Graph the rel_year predictor
Checking the relationship between rel_year (explanatory variable) and audience score (response variable) by
plotting using the code below.
ggplot(MD, aes(x=rel_year, y=audience_score)) + geom_point() + stat_smooth(method=lm, level=0.99)
Discussion
There seems to be no relationship between a potential explanatory variable (predictor) and the response variable
as depicted in the graph. This Relationship should be confirmed by the Corelation matrix (done below).
Graph the rel_month predictor
Checking the relationship between rel_month (explanatory variable) and audience score (response variable) by
plotting using the code below.
ggplot(MD, aes(x=rel_month, y=audience_score)) + geom_point() + stat_smooth(method=lm, level=0.99)
Discussion
There seems to be no relationship between a potential explanatory variable (predictor) and the response variable
as depicted in the graph. This Relationship should be confirmed by the Corelation matrix (done below).

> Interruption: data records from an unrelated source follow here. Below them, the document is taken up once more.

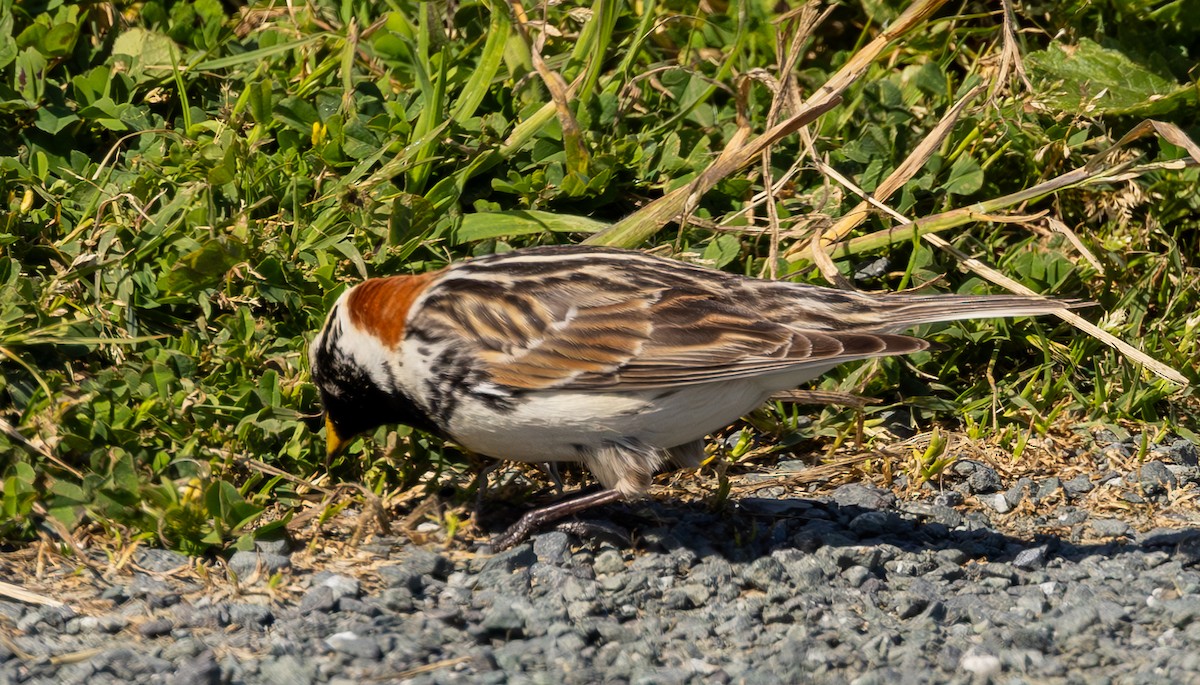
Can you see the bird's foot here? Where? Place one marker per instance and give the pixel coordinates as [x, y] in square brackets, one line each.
[534, 520]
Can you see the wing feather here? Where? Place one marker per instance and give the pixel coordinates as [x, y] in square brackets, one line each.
[625, 323]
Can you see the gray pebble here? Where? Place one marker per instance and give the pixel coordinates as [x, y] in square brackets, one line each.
[1110, 527]
[1153, 478]
[156, 628]
[763, 574]
[341, 586]
[160, 560]
[981, 479]
[1015, 494]
[607, 563]
[864, 496]
[352, 644]
[1078, 486]
[553, 547]
[870, 523]
[999, 502]
[1031, 557]
[201, 670]
[245, 564]
[287, 670]
[318, 599]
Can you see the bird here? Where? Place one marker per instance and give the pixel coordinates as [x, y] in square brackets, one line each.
[616, 359]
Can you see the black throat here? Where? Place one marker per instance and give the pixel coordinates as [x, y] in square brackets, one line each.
[352, 400]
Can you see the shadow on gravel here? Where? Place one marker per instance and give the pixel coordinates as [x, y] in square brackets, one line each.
[751, 528]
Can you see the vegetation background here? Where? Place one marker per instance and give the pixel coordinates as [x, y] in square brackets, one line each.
[187, 186]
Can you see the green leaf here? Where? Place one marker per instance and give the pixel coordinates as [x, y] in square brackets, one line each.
[1087, 78]
[59, 41]
[723, 250]
[204, 266]
[966, 176]
[485, 226]
[149, 53]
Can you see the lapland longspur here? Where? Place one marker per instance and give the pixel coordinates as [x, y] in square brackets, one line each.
[611, 358]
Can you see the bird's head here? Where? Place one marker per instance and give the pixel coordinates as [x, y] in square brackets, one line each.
[355, 360]
[347, 370]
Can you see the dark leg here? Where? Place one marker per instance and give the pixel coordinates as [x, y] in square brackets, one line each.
[539, 517]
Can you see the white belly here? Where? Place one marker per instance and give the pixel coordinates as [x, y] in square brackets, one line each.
[558, 426]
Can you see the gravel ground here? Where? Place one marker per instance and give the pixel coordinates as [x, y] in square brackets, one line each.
[994, 577]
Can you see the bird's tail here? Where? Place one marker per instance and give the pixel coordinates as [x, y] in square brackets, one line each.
[904, 311]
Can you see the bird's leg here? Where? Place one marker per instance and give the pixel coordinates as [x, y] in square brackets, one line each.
[539, 517]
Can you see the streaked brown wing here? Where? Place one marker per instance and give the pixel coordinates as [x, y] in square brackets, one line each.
[609, 334]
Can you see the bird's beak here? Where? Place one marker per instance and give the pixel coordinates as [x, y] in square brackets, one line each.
[334, 443]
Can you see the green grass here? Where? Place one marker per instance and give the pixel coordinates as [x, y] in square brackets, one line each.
[186, 188]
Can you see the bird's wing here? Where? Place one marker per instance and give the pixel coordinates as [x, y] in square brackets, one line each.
[624, 325]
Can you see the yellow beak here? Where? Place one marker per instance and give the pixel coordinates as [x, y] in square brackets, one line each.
[334, 443]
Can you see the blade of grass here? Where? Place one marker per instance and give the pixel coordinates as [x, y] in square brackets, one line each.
[643, 223]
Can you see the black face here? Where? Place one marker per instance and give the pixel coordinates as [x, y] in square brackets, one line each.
[352, 400]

Graph the imdb_rating predictor
Checking the relationship between imdb_rating (explanatory variable) and audience score (response variable) by
plotting using the code below.
ggplot(MD, aes(x=imdb_rating, y=audience_score)) + geom_point() + stat_smooth(method=lm,
level=0.99)
Discussion
There seems to be strong positive linear relationship between a potential explanatory variable (predictor) and the
response variable as depicted in the graph. This Relationship should be confirmed by the Corelation matrix (done
below).
Graph the imdb_num_votes predictor
Checking the relationship between imdb_num_votes (explanatory variable) and audience score (response variable)
by plotting using the code below.
ggplot(MD, aes(x=imdb_num_votes, y=audience_score)) + geom_point() + stat_smooth(method=lm,
level=0.99)
Discussion
There seems to be a moderate positive linear relationship between a potential explanatory variable (predictor)

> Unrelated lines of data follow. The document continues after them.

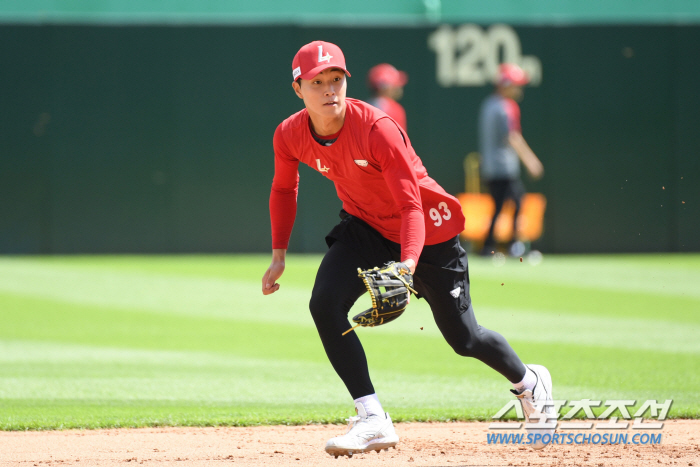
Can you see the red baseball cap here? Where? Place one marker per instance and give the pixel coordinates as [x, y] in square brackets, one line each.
[386, 75]
[512, 74]
[315, 57]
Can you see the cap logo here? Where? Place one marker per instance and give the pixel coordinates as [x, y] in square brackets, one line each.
[321, 57]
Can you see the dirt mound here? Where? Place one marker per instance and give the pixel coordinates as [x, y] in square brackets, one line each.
[422, 444]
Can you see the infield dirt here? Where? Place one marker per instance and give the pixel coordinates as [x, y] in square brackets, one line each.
[422, 444]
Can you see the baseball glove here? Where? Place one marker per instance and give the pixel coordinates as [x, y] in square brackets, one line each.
[397, 281]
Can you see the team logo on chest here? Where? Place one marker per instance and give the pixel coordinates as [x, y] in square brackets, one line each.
[318, 162]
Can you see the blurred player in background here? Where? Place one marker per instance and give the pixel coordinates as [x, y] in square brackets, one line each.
[392, 211]
[503, 147]
[386, 84]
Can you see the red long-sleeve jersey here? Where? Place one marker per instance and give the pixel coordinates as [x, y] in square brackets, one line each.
[377, 175]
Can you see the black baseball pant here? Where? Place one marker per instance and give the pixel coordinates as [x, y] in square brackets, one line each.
[441, 269]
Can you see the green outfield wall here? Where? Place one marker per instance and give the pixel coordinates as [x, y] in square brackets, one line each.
[159, 139]
[357, 12]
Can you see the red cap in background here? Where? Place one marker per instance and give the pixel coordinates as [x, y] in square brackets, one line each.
[511, 74]
[386, 75]
[315, 57]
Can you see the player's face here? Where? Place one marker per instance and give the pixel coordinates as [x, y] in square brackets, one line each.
[324, 94]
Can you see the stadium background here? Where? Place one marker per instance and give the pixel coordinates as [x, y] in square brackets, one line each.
[148, 128]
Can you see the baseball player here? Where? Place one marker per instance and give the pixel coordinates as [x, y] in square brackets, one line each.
[392, 211]
[386, 84]
[502, 149]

and the response variable as depicted in the graph. This Relationship should be confirmed by the Corelation matrix
(done below).
Graph the critics_score predictor
Checking the relationship between imdb_num_votes (explanatory variable) and audience score (response variable)

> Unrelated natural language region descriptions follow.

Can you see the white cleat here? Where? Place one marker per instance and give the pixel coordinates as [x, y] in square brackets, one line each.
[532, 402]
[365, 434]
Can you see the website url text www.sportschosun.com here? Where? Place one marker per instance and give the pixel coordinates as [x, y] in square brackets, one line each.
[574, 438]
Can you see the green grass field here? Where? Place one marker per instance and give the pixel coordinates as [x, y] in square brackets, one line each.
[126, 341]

by plotting using the code below.
ggplot(MD, aes(x=critics_score, y=audience_score)) + geom_point() + stat_smooth(method=lm,
level=0.99)
Discussion
There seems to be a strong positive linear relationship between a potential explanatory variable (predictor) and
the response variable as depicted in the graph. This Relationship should be confirmed by the Corelation matrix
(done below).
Creating a Corelation Matrix and Graphing it
Corelation matrix was created using the code below.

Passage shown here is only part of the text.